The significance of other metrics in the valuation of a start-up
The investor will also take the time to analyze other metrics to form a view on your start-up evolution trends:
User acquisition velocity:
- How many users have you acquired? And over how much time?
- Is your growth accelerating sharply? And is it indicating an exponential acceleration of your users and therefore of your potential income? This is what the VCs call “Hockey Stick”)
Retaining your users / your product recurrence of use:
- Are you able to maintain your user base?
- Do your active users regularly use your product?
Your product scalability:
- How much will your product cost to accommodate the projected growth?
The mobile app helps optimize these metrics, and therefore, it contributes to the valuation of the start-up in a fundraising framework.
A mobile app remains the most efficient means to spread quickly.
To this day, the mobile app remains the fastest way to reach your users and develop your concept.
It took the radio 38 years to reach 50 million houses. Television, the web, Facebook (via the web) took 13, 4 and 3 years respectively. However, the Angry Birds game took only 35 days!
More recent examples demonstrate the incredible ability to reach one’s audience using the Mobile:
- Super Mario Run has been downloaded 2.85 million times on the first day of its availability
- Pokemon Go has reached hundreds of millions of downloads within a few months
I can already hear someone in the back of the room saying “Yes, but I do not have the strength of Angry Birds, Pokemon Go or Mario Run! “
The recurrence of use is strong on Mobile.
In 2016, 86% of the time spent on the Mobile Web was generated by apps.
An average mobile user utilizes only a few apps such as Facebook, YouTube, Snapchat, Instagram, etc … Nonetheless, there remains 40% of places to be taken!

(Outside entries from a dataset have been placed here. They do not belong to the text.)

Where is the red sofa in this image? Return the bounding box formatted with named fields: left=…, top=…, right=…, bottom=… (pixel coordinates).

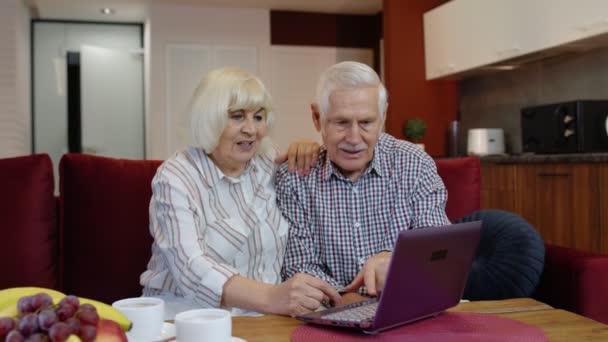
left=2, top=153, right=608, bottom=324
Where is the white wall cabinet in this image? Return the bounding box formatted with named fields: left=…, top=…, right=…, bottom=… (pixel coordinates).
left=424, top=0, right=608, bottom=80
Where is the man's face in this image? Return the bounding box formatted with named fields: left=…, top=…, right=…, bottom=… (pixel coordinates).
left=313, top=87, right=385, bottom=181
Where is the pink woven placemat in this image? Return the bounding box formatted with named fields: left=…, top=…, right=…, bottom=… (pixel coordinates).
left=291, top=312, right=547, bottom=342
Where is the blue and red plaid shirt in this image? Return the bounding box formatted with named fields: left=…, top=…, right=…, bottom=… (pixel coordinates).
left=276, top=133, right=450, bottom=291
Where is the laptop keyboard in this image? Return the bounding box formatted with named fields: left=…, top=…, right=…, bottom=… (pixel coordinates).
left=321, top=301, right=378, bottom=322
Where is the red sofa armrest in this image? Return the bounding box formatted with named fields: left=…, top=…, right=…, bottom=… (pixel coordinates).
left=534, top=243, right=608, bottom=324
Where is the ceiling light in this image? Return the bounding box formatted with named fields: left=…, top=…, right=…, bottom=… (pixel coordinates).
left=100, top=8, right=115, bottom=15
left=492, top=65, right=519, bottom=70
left=481, top=65, right=519, bottom=71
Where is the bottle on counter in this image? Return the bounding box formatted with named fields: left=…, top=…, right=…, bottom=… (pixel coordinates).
left=448, top=120, right=459, bottom=157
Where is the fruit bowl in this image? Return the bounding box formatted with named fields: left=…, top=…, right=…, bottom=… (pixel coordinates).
left=0, top=287, right=131, bottom=341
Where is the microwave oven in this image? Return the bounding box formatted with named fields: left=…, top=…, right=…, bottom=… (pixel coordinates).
left=521, top=100, right=608, bottom=153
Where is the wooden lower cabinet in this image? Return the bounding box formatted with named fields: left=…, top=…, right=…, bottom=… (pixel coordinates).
left=480, top=163, right=517, bottom=212
left=482, top=162, right=604, bottom=254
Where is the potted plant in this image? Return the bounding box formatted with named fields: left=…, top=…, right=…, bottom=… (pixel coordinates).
left=402, top=118, right=427, bottom=150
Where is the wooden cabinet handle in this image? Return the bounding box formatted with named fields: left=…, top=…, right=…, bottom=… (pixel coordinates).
left=537, top=172, right=570, bottom=177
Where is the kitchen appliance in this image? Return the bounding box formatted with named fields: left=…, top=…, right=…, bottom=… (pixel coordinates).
left=467, top=128, right=505, bottom=156
left=521, top=100, right=608, bottom=153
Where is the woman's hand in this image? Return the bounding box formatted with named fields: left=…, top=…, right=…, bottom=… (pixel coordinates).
left=267, top=273, right=341, bottom=317
left=274, top=140, right=320, bottom=175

Being present in a user’s phone and consequently, in his/her pocket, is a privilege. He/she would be able to connect to your product with minimal effort and under any circumstances (at the office, while travelling …).
Through this means, you can “reactivate” this user in different ways (push notifications or E-Mails for the most conventional levers).
A mobile user is therefore captive … yet extremely demanding. On the mobile, the chances of losing a user following an installation are high (a low value proposition, the app being very heavy, slow or buggy). Uninstalling an app is rarely accompanied by a reinstallation.
According to the previous diagram, once downloaded, your app is 25 -30% likely to stay on the user’s phone after the first day.
The mobile challenge is, therefore, to retain this user by bringing them a strong value proposition and an appropriate experience to tempt them to reuse your product.
A mobile product has a high indigenous scalability.
This may not be the KPI that you will be most attached to during the launch of your start-up, but thinking about scalability from the very early stages of your product development will prevent many pitfalls during its launch and evolution stages.
Here is a simple instance:
When 1,000 users visit your website and do nothing after that, your server receives and sends 1,000 requests, which can quickly increase your costs.
When 1,000 users access your mobile app without doing anything after that, your server receives no requests. *
* Provided that your app does not load any external content once it is launched.
Beyond the valuation aspect in the introduction, you will thereupon understand that the purpose of this article is to show how a mobile app can help you reach your target in an accelerated way, and how to keep it active.
However, the stampede of creating a mobile app without first validating some basic assumptions (about your users, how to reach them, how to retain them …) is not the solution either.
These elements are too often overlooked by start-ups who simply want to realize a “perfect” product from the first shot, including maximum functionalities, in a record time and at the lowest price.